Le nom
Nomen, nobilitas.
Mon Fils, nous voici donc, à deux, dépositaires
Du Nom, d’un simple nom qui crée un grand devoir :
Ce nom n’est pas à nous, mais à faire valoir
Comme un fief, qui nous tient vassaux et tributaires.
Le Nom n’est pas à nous : au-dessus des tombeaux
Il vit, il veut s’étendre et prolonger la chaîne,
Vaincre encore et gagner des siècles, – tel qu’un chêne
Qui s’enfonce en racine et s’étale en rameaux.
Le Nom veut l’obstiné sacrifice ; il atteste,
Pour avoir survécu, prendre un air d’éternel,
Ce qu’il fallut de lutte et de don maternel :
Les générations tombent, mais le Nom reste.
Le Nom, qui nous revêt comme un commun blason,
Avec tous ceux du sang nous lie et nous embrasse :
Qui compromet le Nom discrédite sa Race,
Qui le tache et trahit souille et perd sa Maison.
Le Nom même sans lustre affirme sa noblesse
Un Nom, c’est le travail, la souffrance et l’honneur,
Quelques grains amassés d’un loyal moissonneur...
Mais un Nom, c’est surtout une immense promesse.
Mon Fils, prends en orgueil ton nom, ton nom discret
Que le père et l’aïeul avec tendresse ornèrent,
Et que tes piétés vaillantes le vénèrent
Pour les braves labeurs dont il sait le secret !
Souviens-toi de ton nom, mon Fils.
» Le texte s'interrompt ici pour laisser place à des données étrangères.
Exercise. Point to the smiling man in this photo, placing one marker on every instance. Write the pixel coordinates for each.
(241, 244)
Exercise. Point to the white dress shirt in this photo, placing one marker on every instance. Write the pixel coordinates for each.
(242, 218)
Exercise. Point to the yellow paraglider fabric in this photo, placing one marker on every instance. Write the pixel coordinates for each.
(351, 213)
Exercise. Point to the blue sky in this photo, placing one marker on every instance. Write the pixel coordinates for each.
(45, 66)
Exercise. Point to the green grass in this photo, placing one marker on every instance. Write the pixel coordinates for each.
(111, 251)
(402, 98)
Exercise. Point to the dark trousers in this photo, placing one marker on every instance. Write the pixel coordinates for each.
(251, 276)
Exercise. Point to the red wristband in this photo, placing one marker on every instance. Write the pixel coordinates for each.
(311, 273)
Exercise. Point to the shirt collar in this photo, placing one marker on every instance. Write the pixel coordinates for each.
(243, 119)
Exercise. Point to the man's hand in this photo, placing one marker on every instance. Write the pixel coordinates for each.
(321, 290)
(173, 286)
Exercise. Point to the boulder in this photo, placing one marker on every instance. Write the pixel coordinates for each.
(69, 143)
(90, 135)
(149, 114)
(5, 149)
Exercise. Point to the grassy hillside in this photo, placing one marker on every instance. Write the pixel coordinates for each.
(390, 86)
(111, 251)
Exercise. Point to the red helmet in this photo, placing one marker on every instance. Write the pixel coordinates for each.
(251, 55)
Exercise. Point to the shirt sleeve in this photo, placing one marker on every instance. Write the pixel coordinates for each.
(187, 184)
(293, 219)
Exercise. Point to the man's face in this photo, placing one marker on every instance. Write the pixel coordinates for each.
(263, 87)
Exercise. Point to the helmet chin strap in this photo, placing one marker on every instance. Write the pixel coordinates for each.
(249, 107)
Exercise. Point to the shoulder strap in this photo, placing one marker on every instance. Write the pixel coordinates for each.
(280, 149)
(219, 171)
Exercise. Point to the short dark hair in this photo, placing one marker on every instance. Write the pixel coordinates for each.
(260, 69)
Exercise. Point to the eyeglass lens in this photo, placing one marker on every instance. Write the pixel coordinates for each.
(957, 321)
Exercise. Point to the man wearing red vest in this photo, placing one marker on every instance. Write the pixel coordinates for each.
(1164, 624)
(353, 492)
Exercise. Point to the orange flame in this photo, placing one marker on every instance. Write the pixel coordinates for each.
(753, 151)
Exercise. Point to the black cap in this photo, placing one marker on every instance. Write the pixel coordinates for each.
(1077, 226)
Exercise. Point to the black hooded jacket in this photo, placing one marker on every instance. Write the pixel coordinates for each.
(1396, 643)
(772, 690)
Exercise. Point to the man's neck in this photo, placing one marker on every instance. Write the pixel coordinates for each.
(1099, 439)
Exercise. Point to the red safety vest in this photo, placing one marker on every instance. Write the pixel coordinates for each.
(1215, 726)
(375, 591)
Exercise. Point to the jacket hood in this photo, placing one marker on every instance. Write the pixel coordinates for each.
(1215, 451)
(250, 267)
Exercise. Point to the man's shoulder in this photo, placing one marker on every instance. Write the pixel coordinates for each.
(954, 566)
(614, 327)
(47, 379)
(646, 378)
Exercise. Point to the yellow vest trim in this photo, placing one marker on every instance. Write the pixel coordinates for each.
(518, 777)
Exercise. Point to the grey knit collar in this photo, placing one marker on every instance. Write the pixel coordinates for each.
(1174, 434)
Ton nom t’oblige.
Oh ! ne le laisse pas flétrir sans héritier,
Comme ces noms de morts que griffe l’églantier,
Dont chaque jour la pierre efface le vestige !
Le Nom veut que sur lui tour à tour nous veillions.
Quand j’aurai disparu, mon Fils, je t’en conjure,
Sache le soutenir, – lui faire une parure,
Un triomphe d’enfants, d’hymnes et de rayons !
Que notre pauvre Nom vive, monte et s’exalte !...
Et peut-être, comme l’arbuste fabuleux
Qui, dans son fier tourment des hauts infinis bleus,
Se travaille cent ans sur son sol de basalte,
Peut-être en un effort suprême, plus puissant,
Ce Nom, cet obscur Nom, que la foule néglige,
Offrira-t-il à Dieu sur quelque extrême tige
La Fleur pourpre, la Fleur glorieuse du Sang !
Gustave ZIDLER.
Recueilli dans Poètes de la famille au XXe siècle, Casterman.